Наряду с этим в текстах произведений ощутим внутрилитературный художественный синтез по линии "проза – поэзия". В поэзии ассоциативность развития содержания – основа характерной для нее компактной смыслопередачи. И в обоих произведениях Пришвина и Булгакова, несмотря на их жанровую принадлежность к прозаическим пластам литературы, дает себя знать это качество. В "Мирской чаше" и "Белой гвардии" ассоциативные клубки весьма значимы – например, сюда относится совокупность ассоциаций, связанных с таинством евхаристии.
Пришвин, вообще как художник, тяготеющий к лирическому мироощущению и соответствующей ему лирико-поэтической разверстке содержания, в "Мирской чаше" обращается к молитвоподобной форме: "В день грядущий: просветли, Господи, наше прошлое и сохрани в новом все, что прежде было хорошего, леса наши заповедные, истоки могучих рек, птиц сохрани, рыб умножь во много, верни всех зверей в леса и освободи от них душу нашу". Стилизация молитвы опробована была в серебряный век писателями от Белого до Бунина и от Ремизова до Шмелева, причем идею родства моления и поэтического творчества (в общей ее форме, не предполагающей антихристианских "магических" усилий художника), видимо, разделяли и принимали даже такие писатели, как Шмелев, а не какие-либо модернисты. Ср. из близкого к затронутой теме слова героя романа "Мы" Е. Замятина, писателя, сложившегося тоже в серебряный век:
"А мне хочется слагать стихи или молитвы (что одно и то же)" (Герой создает "поэму будущего").

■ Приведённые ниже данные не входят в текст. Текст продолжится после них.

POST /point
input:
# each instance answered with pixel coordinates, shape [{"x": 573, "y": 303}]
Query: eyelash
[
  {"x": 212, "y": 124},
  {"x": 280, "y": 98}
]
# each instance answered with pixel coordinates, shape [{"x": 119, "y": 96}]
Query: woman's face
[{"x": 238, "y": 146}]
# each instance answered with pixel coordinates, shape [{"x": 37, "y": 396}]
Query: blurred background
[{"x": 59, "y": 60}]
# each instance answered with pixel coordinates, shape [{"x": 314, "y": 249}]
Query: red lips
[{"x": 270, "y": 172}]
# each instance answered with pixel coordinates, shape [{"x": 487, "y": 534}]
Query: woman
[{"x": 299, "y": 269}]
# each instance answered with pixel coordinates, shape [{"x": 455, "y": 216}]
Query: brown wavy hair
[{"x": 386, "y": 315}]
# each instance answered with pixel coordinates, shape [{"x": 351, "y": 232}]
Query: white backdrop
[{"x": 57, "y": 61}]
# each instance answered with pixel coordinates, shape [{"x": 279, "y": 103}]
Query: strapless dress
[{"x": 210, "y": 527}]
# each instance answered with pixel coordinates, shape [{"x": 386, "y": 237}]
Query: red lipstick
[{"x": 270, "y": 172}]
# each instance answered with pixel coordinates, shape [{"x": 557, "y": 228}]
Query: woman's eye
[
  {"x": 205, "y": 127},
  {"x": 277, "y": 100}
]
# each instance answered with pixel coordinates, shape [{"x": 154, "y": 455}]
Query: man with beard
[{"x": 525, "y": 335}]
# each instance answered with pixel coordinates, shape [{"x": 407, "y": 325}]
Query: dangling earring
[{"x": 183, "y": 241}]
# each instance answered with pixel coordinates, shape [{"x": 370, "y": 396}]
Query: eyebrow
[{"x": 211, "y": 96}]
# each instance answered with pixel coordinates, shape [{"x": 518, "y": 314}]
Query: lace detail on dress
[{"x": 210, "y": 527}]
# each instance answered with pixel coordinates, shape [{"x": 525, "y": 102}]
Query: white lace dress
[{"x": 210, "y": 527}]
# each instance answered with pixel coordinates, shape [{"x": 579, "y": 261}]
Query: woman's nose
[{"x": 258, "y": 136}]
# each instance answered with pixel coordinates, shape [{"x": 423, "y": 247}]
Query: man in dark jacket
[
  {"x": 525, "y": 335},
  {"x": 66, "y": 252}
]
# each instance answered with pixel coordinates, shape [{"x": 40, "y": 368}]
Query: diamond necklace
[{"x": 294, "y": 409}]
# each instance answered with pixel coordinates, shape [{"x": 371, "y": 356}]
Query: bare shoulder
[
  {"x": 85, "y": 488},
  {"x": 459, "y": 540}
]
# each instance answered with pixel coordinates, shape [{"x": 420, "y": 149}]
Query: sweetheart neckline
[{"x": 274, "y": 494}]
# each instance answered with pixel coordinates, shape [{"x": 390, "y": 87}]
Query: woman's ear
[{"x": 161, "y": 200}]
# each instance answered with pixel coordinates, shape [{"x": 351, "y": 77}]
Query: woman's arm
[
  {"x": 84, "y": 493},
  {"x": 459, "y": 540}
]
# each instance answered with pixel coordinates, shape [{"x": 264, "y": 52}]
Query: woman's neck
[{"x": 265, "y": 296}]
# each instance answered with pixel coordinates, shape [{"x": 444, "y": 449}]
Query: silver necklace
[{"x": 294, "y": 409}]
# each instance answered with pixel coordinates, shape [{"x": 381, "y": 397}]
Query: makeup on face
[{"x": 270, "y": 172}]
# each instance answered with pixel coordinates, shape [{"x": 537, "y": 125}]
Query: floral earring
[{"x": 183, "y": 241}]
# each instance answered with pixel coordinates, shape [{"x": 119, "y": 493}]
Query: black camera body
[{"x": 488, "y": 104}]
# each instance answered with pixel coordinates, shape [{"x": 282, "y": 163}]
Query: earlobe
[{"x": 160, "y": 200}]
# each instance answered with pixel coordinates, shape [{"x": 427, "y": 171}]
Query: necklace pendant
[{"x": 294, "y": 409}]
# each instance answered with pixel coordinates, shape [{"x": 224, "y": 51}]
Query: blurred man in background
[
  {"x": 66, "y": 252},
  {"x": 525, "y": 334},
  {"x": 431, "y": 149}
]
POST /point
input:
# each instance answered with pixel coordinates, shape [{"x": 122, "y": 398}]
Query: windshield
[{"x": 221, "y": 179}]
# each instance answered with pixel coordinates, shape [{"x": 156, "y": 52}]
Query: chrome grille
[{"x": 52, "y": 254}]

Показательно, что такое небольшое произведение, как "Мирская чаша", у Пришвина наделено приметами крупной формы (пролог, эпилог, весьма символически озаглавленные главы). Булгаков же, противоположным порядком, свой крупнообъемный роман "Белая гвардия" делит не только на части и главы, но и каждую главу дополнительно разбивает на миниатюрные автономные единицы, наподобие "стихотворений в прозе", – а такое деление есть и в "Мирской чаше". Даже архитектонически оба произведения в итоге подобны.
При этом лирические мотивы повторяются из "главки" в "главку", их смысловые контуры не совпадают с границами таких подразделений, и в итоге цементируется воедино материал, сквозным сюжетным движением как таковым не объединенный.
Автор "Мирской чаши", повторяя не раз в одной из глав "Как хороши, как свежи были розы!", даже апеллирует к читателю: "Кто же не знает этого стихотворения в прозе!" Так дается "жанровый намек" на собственное произведение и его автономные фрагменты.